Exposure to Alcohol-Related Words Increases Men’s Sex Drive

Many men who have consumed alcohol while on dates or at parties know it can have a significant impact on their night. Sometimes a few drinks can make them more sociable or fuel their sexual arousal, while other times it can make them sick, tired and unable to perform sexually. It also can produce what are called “beer goggles,” which causes people who are intoxicated to judge others as more attractive than they are. Now, researchers at the University of Missouri-Columbia have found that just the mere exposure to words that describe alcohol can increase the male sex drive.

“This research shows that even if men aren’t drinking alcohol but are merely exposed to alcohol-related cues, those who expect that alcohol will make them want sex will rate women as more attractive,” said Ronald Friedman, assistant professor of psychology at MU. “In other words, we propose to have found a case of ‘automatic beer goggling.’”

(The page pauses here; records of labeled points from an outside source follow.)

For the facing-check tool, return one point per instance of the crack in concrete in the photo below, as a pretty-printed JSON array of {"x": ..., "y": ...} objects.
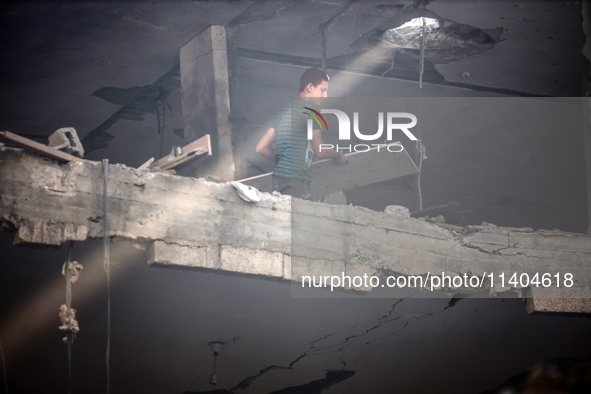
[{"x": 309, "y": 352}]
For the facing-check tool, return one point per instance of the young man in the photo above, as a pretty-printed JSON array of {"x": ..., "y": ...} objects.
[{"x": 293, "y": 152}]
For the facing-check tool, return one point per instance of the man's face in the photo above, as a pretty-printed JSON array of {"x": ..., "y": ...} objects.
[{"x": 319, "y": 92}]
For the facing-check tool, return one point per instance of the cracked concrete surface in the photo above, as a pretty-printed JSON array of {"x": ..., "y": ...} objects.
[{"x": 194, "y": 223}]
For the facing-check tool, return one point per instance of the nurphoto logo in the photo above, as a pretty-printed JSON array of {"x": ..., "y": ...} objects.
[{"x": 393, "y": 124}]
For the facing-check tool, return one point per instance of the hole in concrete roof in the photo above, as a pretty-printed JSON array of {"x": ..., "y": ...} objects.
[{"x": 409, "y": 34}]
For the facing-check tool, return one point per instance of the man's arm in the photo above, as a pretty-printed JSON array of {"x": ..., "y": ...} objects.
[
  {"x": 325, "y": 153},
  {"x": 265, "y": 144}
]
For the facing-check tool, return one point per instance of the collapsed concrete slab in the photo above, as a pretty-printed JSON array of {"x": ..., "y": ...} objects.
[{"x": 195, "y": 223}]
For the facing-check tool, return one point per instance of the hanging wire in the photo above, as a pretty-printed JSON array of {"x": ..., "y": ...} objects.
[
  {"x": 422, "y": 66},
  {"x": 419, "y": 147},
  {"x": 4, "y": 368},
  {"x": 70, "y": 334},
  {"x": 106, "y": 266}
]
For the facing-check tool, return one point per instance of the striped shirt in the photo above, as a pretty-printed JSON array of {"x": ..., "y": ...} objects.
[{"x": 293, "y": 150}]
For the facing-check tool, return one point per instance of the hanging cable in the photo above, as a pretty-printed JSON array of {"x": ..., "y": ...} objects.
[
  {"x": 107, "y": 267},
  {"x": 69, "y": 312},
  {"x": 4, "y": 368},
  {"x": 419, "y": 147},
  {"x": 422, "y": 65}
]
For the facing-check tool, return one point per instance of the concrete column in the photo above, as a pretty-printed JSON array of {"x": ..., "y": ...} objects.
[{"x": 206, "y": 98}]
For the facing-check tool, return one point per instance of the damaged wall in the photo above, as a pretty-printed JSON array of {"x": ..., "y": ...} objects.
[{"x": 195, "y": 223}]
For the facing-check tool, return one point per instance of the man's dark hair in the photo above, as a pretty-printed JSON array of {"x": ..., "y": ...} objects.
[{"x": 313, "y": 76}]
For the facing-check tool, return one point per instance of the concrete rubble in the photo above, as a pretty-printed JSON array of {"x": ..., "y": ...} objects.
[{"x": 191, "y": 222}]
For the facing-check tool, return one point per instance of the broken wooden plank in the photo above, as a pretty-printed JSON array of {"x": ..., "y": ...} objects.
[
  {"x": 15, "y": 140},
  {"x": 190, "y": 151},
  {"x": 372, "y": 166}
]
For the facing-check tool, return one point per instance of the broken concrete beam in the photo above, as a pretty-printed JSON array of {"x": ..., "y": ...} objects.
[
  {"x": 66, "y": 139},
  {"x": 195, "y": 223},
  {"x": 206, "y": 98}
]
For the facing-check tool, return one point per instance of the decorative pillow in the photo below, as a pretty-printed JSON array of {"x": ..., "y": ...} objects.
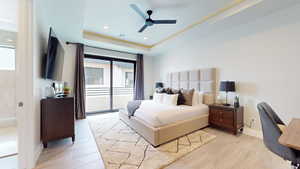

Friedman and Denis McCarthy, an assistant professor of psychology at MU, examined 82 males ranging in age from 18 to 27. First, the subjects answered questionnaires that asked whether they thought alcohol affected their sex drive. Afterward, the men were divided into two groups and placed next to computers. One group was shown words that described alcohol, such as liquor, beer and keg. The other group saw words like water, soda and coffee.

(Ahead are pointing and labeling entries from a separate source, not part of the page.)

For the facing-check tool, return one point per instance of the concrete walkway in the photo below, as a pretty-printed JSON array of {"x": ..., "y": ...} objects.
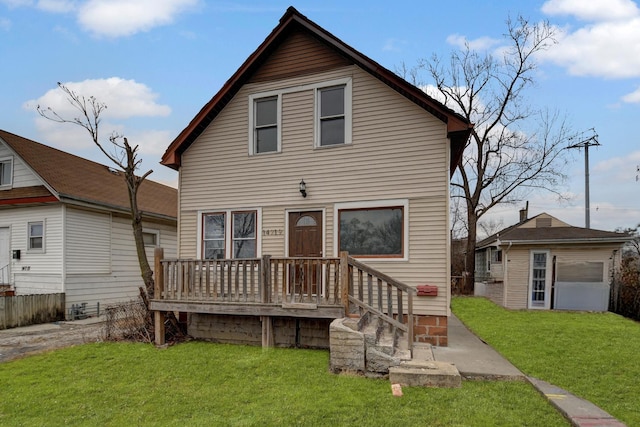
[{"x": 476, "y": 360}]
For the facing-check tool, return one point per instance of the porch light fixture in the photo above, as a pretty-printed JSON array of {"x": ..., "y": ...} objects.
[{"x": 303, "y": 188}]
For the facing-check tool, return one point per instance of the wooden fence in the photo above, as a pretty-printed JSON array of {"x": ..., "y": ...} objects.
[{"x": 23, "y": 310}]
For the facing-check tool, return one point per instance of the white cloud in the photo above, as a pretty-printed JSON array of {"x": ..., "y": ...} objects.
[
  {"x": 12, "y": 4},
  {"x": 124, "y": 98},
  {"x": 482, "y": 43},
  {"x": 592, "y": 10},
  {"x": 118, "y": 18},
  {"x": 153, "y": 143},
  {"x": 633, "y": 97},
  {"x": 393, "y": 45},
  {"x": 57, "y": 6},
  {"x": 608, "y": 47}
]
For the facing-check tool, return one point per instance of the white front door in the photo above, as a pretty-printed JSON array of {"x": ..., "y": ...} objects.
[
  {"x": 540, "y": 279},
  {"x": 5, "y": 255}
]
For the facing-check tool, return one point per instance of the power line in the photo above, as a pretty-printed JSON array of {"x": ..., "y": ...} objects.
[{"x": 585, "y": 139}]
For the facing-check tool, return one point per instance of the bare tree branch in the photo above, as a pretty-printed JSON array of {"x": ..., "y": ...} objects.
[
  {"x": 513, "y": 148},
  {"x": 124, "y": 156}
]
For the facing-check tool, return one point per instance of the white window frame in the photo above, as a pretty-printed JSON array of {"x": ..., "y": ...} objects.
[
  {"x": 404, "y": 203},
  {"x": 8, "y": 160},
  {"x": 348, "y": 104},
  {"x": 228, "y": 230},
  {"x": 252, "y": 111},
  {"x": 29, "y": 236},
  {"x": 546, "y": 305},
  {"x": 155, "y": 233}
]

Then, the men were presented with a series of 21 photographs of a variety of women with a diverse range of facial features and from a variety of racial groups. The participants in one condition were asked to indicate how attractive they found each woman on a nine-point scale. Men in another condition had to identify how intelligent each woman looked on the same scale.

The researchers found that the group of men who expected alcohol to enhance their sex drive found the women in the photos more attractive after viewing the alcohol cue words. The group that expected alcohol to reduce their sex drive found the women to be less attractive. However, Friedman said the alcohol cue words had no impact on rating the intelligence of the women in the photos.

What we found so surprising about the results was that just viewing words related to alcohol can influence a man’s perception of a female,” Friedman said. “What is worrisome is that these expectations we have about alcohol, as well as drugs, can be activated with little or no awareness.”

The study will be published in the May issue of Addiction.